SAS/IML uses vendor math libraries (when they are available) for matrix multiplication. For example, you might have heard about Intel's math kernel library (MKL). Thanks to your observation, some of my colleagues are investigating the performance of the math libaries for these two cases.

Many thanks for your help Rick. I was not really thinking of matrix multiplication as a numerical algorithm dependent on memory management, as rightly so, IML encourages you to think about it as a basic operator. Therefore running the code above for the first time came as a genuine shock! But if there are three-fold efficiency savings to be had, it certainly pays to know what is going on under the hood.

Agreed. But keep in mind that each computation in your 300x300 example takes about 0.0001 seconds. For most applications, whether the computation takes 0.0001 or 0.0002 seconds is not going to matter.
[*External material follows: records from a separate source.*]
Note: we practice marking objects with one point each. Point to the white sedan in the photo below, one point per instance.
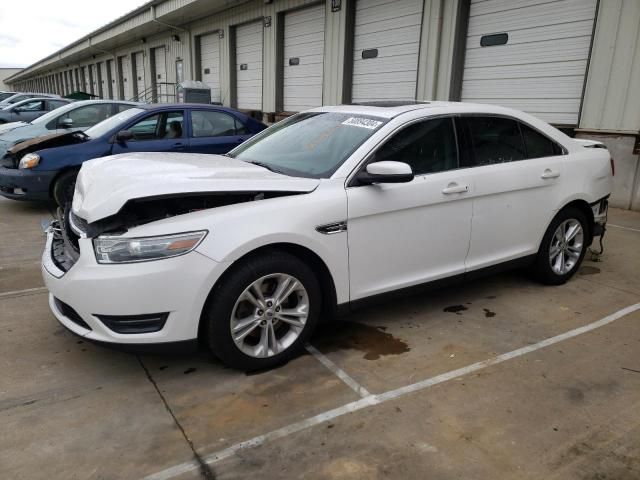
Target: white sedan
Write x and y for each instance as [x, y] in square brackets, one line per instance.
[321, 212]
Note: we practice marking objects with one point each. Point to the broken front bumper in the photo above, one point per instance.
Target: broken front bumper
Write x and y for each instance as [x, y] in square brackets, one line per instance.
[86, 297]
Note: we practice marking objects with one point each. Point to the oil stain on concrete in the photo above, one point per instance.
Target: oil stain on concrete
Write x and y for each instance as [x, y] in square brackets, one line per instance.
[374, 342]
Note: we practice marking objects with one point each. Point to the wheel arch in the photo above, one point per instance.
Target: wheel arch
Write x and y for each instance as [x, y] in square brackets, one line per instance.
[304, 254]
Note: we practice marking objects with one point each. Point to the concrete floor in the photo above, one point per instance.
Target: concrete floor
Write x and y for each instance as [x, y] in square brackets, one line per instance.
[570, 410]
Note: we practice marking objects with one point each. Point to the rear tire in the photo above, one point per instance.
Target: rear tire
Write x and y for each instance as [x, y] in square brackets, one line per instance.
[64, 186]
[251, 322]
[563, 247]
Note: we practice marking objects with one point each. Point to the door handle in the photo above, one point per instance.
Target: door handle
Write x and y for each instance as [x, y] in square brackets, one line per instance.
[453, 187]
[548, 173]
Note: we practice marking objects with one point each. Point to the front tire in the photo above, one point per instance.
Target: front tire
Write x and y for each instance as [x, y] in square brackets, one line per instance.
[263, 312]
[563, 247]
[64, 186]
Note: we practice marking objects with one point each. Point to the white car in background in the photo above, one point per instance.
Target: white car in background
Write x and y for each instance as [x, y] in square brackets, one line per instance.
[323, 211]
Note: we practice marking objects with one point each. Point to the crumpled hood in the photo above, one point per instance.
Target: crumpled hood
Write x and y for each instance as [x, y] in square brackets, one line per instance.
[105, 184]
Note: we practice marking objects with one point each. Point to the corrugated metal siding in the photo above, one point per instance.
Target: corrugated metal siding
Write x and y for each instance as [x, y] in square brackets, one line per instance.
[544, 60]
[612, 94]
[303, 58]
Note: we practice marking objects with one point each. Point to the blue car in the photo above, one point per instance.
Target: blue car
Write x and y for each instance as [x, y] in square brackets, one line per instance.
[46, 167]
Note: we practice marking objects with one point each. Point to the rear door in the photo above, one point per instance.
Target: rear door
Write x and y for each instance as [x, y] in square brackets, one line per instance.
[215, 132]
[157, 132]
[518, 176]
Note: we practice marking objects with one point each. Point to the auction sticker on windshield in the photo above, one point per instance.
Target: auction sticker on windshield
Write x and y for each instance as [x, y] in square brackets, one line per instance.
[362, 122]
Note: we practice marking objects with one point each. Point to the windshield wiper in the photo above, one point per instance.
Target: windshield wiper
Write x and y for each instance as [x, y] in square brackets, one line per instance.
[264, 165]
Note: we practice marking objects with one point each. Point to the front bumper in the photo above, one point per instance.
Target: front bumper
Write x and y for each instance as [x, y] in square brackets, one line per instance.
[23, 184]
[178, 286]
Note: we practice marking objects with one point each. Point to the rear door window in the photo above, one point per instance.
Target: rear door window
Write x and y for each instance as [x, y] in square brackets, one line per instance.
[492, 140]
[537, 144]
[213, 124]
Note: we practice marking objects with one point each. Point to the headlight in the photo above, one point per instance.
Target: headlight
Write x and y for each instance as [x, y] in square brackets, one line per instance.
[30, 160]
[142, 249]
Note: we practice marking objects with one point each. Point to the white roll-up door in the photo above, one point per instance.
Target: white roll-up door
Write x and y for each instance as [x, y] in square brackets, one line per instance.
[249, 66]
[160, 74]
[113, 93]
[386, 48]
[542, 66]
[138, 59]
[303, 58]
[210, 64]
[126, 80]
[103, 79]
[94, 79]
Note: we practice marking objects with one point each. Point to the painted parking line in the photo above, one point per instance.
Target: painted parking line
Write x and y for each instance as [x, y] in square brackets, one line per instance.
[623, 228]
[26, 291]
[371, 400]
[338, 372]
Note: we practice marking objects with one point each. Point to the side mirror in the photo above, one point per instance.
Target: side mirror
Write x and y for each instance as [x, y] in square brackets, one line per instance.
[385, 172]
[123, 135]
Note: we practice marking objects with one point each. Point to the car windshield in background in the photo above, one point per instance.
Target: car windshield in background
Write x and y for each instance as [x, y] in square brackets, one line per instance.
[310, 144]
[55, 113]
[112, 122]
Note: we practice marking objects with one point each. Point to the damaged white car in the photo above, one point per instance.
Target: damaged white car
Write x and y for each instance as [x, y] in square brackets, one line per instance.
[323, 211]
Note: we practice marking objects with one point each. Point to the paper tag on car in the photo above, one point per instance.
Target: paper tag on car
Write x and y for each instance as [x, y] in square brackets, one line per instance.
[362, 123]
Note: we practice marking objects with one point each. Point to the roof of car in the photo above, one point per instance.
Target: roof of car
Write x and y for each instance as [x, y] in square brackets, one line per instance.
[153, 106]
[392, 109]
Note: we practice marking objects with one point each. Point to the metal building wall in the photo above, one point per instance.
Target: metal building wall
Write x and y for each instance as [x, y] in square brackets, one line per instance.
[611, 103]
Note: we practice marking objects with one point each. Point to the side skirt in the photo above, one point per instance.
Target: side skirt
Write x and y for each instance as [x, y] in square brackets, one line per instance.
[346, 308]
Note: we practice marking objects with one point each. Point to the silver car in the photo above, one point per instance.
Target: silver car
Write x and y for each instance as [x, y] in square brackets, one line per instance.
[12, 97]
[74, 116]
[30, 109]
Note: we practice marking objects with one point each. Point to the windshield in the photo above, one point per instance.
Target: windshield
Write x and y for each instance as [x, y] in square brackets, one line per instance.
[312, 144]
[55, 113]
[110, 123]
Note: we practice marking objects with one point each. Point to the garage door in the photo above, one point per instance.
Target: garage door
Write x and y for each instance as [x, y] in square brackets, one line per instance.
[210, 64]
[111, 66]
[249, 66]
[126, 78]
[138, 59]
[160, 73]
[541, 67]
[303, 58]
[386, 46]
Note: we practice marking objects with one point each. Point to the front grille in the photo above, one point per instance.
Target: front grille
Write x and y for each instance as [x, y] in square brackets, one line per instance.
[71, 314]
[148, 323]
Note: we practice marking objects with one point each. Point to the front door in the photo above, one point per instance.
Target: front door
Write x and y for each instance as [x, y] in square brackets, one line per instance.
[159, 132]
[410, 233]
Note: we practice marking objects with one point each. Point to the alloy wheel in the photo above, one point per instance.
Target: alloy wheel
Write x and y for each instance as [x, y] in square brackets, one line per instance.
[566, 246]
[269, 315]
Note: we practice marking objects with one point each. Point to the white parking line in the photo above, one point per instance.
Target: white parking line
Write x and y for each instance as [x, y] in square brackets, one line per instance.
[385, 397]
[338, 372]
[26, 291]
[623, 228]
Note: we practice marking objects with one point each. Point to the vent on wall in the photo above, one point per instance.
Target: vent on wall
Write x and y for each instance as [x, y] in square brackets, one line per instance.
[494, 39]
[370, 53]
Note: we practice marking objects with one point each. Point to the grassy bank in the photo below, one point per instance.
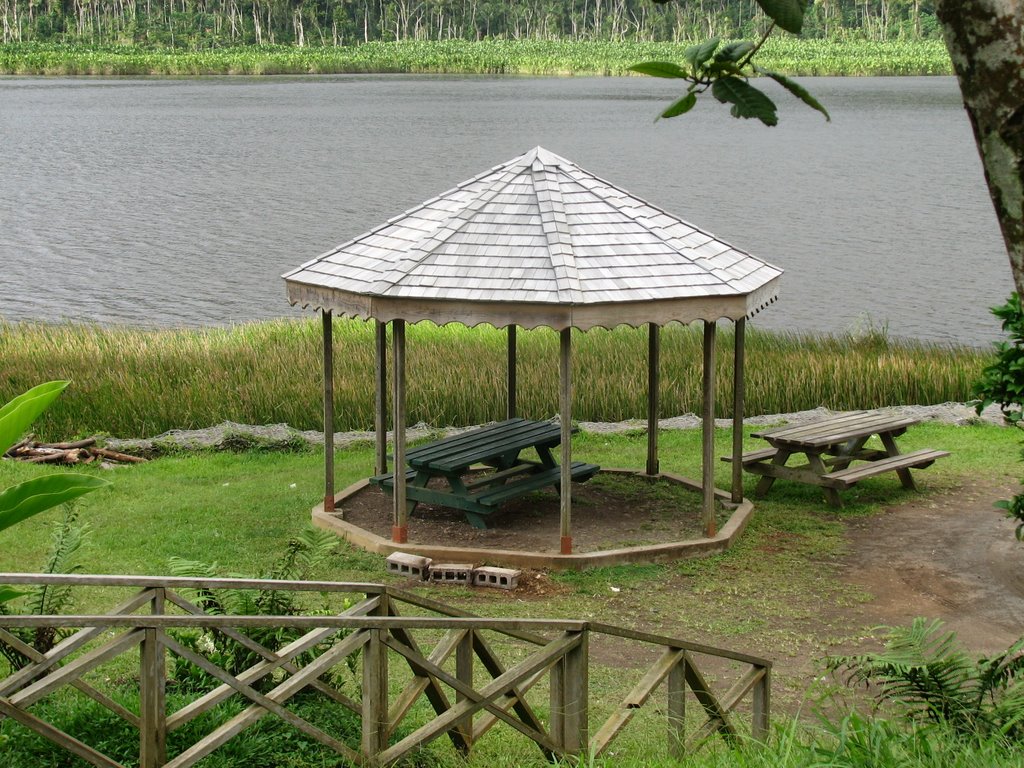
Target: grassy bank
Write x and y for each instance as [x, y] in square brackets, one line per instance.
[788, 55]
[779, 593]
[134, 383]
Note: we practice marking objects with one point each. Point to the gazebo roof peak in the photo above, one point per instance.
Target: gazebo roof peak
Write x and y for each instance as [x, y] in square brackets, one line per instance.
[537, 241]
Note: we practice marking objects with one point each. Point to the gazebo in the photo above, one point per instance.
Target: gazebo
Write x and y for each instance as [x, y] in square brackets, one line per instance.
[536, 242]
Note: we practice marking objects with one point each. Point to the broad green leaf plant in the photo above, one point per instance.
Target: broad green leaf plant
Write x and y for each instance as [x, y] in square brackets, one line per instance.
[20, 502]
[726, 70]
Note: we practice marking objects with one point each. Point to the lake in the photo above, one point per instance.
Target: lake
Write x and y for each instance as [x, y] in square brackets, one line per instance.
[180, 202]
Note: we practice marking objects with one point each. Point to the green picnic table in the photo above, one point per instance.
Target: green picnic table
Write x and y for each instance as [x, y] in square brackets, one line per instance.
[500, 473]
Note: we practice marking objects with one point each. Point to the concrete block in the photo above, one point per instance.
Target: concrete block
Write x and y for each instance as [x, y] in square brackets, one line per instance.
[413, 566]
[449, 572]
[487, 576]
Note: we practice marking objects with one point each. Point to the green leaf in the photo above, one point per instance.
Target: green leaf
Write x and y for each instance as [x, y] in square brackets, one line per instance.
[681, 107]
[734, 51]
[697, 54]
[797, 90]
[658, 70]
[747, 100]
[17, 415]
[786, 13]
[32, 497]
[9, 593]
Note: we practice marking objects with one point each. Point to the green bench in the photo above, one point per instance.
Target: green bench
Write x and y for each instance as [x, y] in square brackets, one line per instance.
[482, 470]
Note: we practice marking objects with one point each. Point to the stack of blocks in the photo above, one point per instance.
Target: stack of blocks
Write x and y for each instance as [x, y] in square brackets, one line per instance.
[424, 568]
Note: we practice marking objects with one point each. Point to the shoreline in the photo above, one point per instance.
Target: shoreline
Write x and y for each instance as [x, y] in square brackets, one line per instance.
[796, 57]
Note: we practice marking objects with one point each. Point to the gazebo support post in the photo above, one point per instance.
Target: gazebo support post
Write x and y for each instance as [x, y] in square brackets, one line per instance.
[565, 418]
[328, 410]
[708, 429]
[399, 525]
[738, 394]
[653, 394]
[380, 388]
[510, 410]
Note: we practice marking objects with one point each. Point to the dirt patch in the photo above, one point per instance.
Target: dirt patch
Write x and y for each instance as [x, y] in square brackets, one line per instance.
[948, 555]
[608, 512]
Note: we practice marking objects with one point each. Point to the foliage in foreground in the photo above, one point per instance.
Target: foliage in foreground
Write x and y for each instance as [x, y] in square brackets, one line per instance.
[726, 70]
[40, 599]
[927, 676]
[303, 554]
[138, 383]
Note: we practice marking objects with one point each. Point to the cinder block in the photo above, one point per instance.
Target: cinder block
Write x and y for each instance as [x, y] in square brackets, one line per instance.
[487, 576]
[452, 572]
[413, 566]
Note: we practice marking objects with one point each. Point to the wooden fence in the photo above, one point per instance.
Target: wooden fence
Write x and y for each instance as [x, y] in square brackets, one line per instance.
[400, 648]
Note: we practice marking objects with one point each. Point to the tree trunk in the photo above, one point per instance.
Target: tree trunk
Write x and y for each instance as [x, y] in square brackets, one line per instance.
[984, 38]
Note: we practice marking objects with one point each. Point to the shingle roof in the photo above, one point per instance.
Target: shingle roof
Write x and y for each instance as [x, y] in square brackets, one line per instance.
[537, 241]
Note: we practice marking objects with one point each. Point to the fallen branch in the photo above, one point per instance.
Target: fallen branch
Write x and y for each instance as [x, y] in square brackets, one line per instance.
[77, 452]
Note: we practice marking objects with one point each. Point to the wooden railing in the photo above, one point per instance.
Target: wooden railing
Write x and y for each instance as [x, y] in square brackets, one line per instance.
[434, 652]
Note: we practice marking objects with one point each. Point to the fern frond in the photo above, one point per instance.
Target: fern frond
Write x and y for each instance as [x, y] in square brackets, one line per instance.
[925, 670]
[68, 539]
[213, 602]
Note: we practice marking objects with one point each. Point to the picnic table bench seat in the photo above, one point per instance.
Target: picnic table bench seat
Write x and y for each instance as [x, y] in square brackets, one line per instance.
[829, 449]
[916, 460]
[481, 469]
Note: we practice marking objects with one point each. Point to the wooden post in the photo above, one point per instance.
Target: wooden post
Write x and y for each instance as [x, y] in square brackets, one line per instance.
[677, 710]
[328, 410]
[738, 393]
[511, 403]
[464, 672]
[380, 409]
[569, 684]
[399, 525]
[653, 394]
[375, 695]
[153, 686]
[708, 429]
[577, 683]
[565, 415]
[762, 707]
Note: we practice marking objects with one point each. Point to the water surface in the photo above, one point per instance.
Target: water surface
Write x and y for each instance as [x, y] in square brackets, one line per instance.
[181, 202]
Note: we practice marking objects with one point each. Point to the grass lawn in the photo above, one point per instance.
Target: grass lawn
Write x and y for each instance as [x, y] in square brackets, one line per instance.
[776, 594]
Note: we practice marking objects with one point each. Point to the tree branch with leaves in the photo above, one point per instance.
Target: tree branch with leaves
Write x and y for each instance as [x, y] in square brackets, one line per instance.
[726, 70]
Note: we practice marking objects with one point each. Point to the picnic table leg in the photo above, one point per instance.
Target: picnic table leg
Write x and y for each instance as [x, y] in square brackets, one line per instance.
[766, 481]
[904, 474]
[846, 455]
[818, 467]
[547, 460]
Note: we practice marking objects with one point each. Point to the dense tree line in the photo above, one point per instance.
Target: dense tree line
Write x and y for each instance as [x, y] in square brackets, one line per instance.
[212, 23]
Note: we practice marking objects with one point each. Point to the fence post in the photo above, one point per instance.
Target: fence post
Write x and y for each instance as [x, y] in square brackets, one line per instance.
[153, 685]
[568, 698]
[375, 688]
[677, 710]
[762, 707]
[577, 683]
[464, 672]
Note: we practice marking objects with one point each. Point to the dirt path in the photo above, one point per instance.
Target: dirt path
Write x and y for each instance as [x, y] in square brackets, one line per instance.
[950, 556]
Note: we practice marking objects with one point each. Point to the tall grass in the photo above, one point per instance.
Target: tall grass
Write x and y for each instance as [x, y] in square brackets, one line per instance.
[130, 382]
[790, 55]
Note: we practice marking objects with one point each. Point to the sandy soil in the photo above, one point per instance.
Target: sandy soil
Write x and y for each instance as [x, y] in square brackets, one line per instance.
[948, 556]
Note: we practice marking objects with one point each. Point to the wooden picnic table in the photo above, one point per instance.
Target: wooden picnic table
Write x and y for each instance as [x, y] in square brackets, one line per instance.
[497, 452]
[830, 446]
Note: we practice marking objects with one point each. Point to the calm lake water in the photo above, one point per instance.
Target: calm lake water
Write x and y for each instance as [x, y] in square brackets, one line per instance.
[181, 202]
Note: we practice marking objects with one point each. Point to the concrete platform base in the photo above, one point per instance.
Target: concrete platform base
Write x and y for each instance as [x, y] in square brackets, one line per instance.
[364, 539]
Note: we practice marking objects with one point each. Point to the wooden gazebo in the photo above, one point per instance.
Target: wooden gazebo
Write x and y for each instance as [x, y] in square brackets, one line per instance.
[536, 242]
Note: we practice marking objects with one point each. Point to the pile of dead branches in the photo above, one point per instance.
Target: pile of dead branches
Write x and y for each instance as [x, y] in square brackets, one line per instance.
[79, 452]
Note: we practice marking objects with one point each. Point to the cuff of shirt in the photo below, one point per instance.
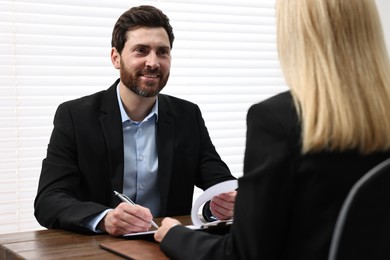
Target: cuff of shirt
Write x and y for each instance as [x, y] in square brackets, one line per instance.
[92, 222]
[206, 212]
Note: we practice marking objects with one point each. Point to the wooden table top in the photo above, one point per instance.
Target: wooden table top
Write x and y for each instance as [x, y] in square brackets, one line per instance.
[59, 244]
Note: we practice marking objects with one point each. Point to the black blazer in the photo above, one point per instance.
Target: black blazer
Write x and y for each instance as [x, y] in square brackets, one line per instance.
[84, 161]
[287, 204]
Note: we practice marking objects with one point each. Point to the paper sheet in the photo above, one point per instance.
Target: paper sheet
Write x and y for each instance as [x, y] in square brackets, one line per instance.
[207, 195]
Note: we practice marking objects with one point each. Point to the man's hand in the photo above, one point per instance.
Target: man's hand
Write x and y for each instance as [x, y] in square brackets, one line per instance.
[125, 219]
[222, 206]
[166, 225]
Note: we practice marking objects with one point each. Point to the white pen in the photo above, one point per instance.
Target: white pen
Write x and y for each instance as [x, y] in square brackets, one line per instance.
[124, 198]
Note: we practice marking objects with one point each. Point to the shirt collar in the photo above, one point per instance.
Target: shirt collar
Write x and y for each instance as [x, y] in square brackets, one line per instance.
[124, 115]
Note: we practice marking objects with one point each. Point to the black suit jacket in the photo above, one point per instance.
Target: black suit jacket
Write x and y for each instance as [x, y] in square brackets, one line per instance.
[287, 204]
[84, 162]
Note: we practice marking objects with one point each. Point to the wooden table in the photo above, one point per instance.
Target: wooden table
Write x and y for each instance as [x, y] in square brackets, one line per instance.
[60, 244]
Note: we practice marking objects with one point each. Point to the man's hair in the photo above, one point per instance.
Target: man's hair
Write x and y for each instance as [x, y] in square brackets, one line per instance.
[334, 59]
[136, 17]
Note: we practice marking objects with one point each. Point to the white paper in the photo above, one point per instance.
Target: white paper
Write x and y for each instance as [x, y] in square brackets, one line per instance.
[207, 195]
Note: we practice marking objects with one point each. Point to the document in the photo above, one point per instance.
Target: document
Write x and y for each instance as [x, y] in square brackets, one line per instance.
[197, 223]
[207, 195]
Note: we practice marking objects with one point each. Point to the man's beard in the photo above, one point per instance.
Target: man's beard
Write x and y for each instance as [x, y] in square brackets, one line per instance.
[148, 89]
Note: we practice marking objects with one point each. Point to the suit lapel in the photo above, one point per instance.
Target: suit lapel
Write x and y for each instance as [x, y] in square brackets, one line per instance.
[110, 120]
[165, 149]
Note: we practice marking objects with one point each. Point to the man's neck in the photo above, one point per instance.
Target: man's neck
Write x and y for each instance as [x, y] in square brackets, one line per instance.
[136, 107]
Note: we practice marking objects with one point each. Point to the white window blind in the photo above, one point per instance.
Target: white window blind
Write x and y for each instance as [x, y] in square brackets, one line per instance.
[224, 59]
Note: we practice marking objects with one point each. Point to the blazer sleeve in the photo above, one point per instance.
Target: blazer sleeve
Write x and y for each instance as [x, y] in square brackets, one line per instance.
[263, 199]
[59, 202]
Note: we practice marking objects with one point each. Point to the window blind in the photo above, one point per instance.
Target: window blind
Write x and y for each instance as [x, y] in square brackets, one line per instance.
[224, 59]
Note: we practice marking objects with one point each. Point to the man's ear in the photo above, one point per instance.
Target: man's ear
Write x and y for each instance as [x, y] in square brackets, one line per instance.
[115, 58]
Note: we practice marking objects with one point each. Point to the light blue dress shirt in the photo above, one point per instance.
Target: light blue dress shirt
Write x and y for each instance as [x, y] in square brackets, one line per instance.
[140, 159]
[140, 163]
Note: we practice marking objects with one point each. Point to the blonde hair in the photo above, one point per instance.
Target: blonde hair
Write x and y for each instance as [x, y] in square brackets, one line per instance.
[334, 59]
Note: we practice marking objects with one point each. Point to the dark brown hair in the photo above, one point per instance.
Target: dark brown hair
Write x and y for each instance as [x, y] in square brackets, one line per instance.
[135, 17]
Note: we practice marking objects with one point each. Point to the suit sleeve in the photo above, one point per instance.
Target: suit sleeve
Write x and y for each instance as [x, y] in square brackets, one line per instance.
[212, 169]
[262, 204]
[59, 201]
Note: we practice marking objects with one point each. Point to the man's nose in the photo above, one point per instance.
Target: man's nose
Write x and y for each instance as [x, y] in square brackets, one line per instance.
[152, 60]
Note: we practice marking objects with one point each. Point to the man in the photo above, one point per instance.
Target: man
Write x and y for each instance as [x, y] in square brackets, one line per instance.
[152, 147]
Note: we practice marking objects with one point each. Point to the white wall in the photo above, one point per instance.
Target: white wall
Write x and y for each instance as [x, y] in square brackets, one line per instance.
[384, 11]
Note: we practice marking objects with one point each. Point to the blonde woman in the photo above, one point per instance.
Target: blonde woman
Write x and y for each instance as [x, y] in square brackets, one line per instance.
[305, 147]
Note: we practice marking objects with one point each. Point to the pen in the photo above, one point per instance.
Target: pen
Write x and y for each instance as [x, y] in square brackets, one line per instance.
[124, 198]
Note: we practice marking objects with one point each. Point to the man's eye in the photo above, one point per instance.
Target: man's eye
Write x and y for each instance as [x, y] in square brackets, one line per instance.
[164, 52]
[140, 50]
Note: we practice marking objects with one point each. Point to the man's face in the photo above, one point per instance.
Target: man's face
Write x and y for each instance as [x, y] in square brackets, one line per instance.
[145, 61]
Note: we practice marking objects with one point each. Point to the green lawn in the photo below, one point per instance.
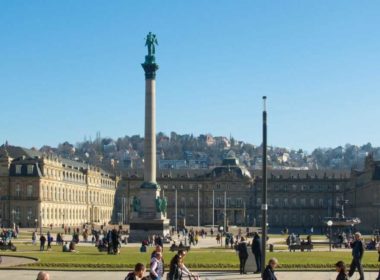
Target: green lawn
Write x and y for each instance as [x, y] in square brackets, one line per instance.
[88, 258]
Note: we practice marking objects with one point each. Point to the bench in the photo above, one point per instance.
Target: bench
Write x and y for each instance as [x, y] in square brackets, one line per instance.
[302, 247]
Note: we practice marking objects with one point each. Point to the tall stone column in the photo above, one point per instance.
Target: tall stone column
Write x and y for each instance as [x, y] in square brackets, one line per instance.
[150, 68]
[149, 209]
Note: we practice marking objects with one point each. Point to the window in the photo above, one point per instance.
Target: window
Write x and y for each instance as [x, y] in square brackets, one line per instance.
[286, 202]
[276, 202]
[30, 169]
[303, 202]
[312, 204]
[229, 202]
[18, 169]
[218, 202]
[18, 190]
[320, 202]
[29, 191]
[294, 201]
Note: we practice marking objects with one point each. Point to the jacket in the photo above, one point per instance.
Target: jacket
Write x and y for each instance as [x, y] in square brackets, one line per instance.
[130, 276]
[243, 250]
[357, 249]
[342, 276]
[269, 274]
[175, 273]
[256, 246]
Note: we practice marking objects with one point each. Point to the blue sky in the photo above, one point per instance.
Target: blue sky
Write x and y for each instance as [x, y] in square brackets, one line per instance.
[71, 68]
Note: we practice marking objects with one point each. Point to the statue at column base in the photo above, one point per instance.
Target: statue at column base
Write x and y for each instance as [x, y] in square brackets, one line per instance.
[150, 185]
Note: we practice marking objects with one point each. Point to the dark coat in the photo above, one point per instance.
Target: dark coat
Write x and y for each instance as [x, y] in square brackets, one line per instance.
[242, 249]
[342, 276]
[269, 274]
[175, 273]
[256, 246]
[357, 249]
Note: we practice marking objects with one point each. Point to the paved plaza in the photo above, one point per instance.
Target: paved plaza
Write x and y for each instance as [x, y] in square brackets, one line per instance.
[59, 275]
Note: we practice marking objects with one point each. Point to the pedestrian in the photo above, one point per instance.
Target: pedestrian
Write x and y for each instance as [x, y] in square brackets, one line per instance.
[185, 271]
[156, 267]
[256, 250]
[138, 273]
[158, 249]
[243, 254]
[175, 271]
[378, 251]
[42, 242]
[357, 255]
[269, 270]
[341, 269]
[34, 237]
[42, 275]
[49, 240]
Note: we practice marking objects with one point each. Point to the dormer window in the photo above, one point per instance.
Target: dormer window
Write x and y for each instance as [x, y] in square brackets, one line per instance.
[30, 169]
[18, 169]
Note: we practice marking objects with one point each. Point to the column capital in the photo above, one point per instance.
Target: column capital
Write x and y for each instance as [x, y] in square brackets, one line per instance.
[150, 67]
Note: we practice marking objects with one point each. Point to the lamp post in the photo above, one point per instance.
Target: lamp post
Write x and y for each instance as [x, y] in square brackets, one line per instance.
[329, 224]
[264, 205]
[41, 222]
[13, 216]
[198, 210]
[176, 210]
[213, 209]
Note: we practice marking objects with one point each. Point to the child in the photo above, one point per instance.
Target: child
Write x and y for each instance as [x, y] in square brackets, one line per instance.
[341, 269]
[137, 274]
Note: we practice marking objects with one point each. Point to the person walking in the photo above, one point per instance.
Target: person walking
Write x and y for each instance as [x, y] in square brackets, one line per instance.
[175, 271]
[34, 237]
[49, 238]
[42, 242]
[357, 255]
[138, 273]
[269, 270]
[243, 254]
[378, 251]
[256, 250]
[156, 267]
[341, 269]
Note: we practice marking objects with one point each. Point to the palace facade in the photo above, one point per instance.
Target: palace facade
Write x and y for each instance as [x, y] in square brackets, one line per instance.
[297, 199]
[38, 189]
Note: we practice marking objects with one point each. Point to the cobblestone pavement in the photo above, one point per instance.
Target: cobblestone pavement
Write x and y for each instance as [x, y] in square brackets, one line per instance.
[60, 275]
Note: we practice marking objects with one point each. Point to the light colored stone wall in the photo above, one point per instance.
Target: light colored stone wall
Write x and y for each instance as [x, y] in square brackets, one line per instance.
[61, 195]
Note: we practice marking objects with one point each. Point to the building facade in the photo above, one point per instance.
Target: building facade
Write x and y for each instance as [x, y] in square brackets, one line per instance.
[297, 199]
[363, 195]
[38, 189]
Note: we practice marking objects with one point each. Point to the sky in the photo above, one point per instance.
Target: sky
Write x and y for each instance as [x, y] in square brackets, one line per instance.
[69, 69]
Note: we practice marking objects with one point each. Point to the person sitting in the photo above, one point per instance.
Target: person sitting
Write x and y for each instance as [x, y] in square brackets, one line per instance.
[175, 271]
[341, 269]
[138, 273]
[72, 247]
[269, 270]
[143, 248]
[156, 267]
[173, 246]
[66, 248]
[42, 275]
I certainly wouldn't recommend that you change your programming style to use row vectors rather than column vectors, since column vectors are more convenient and the 0.0001 seconds that you might save are not worth the hassle of restructuring code.

By the way, I ran the same program in other (non-SAS) software languages. They exhibit similar behavior.

In R it barely makes a difference using the following code ( a similar thing happens when you specify cv and rv to be matrices):

n <- 300

s <- 20000

a <- runif(n^2)

dim(a) <- c(n,n)

a <- a + t(a)

cv <- runif(n)

t.row <- system.time(

for(i in 1:s) p <- cv %*% a

)

t.col <- system.time(

for(i in 1:s) q <- a %*% cv

)

t.row;t.col;

That's the same test I ran! The results for SAS/IML and R are similar. In R (on my machine) one method takes twice as long as the other:

For comparison the SAS/IML numbers on the same machine are

R stores matrice in column-major form whereas SAS/IML stores matrices in row-major form, so that's why the results are "opposite": In R, the multiplication is slower when the vector is on the left; in SAS/IML, the multiplication is slower when the vector is on the right.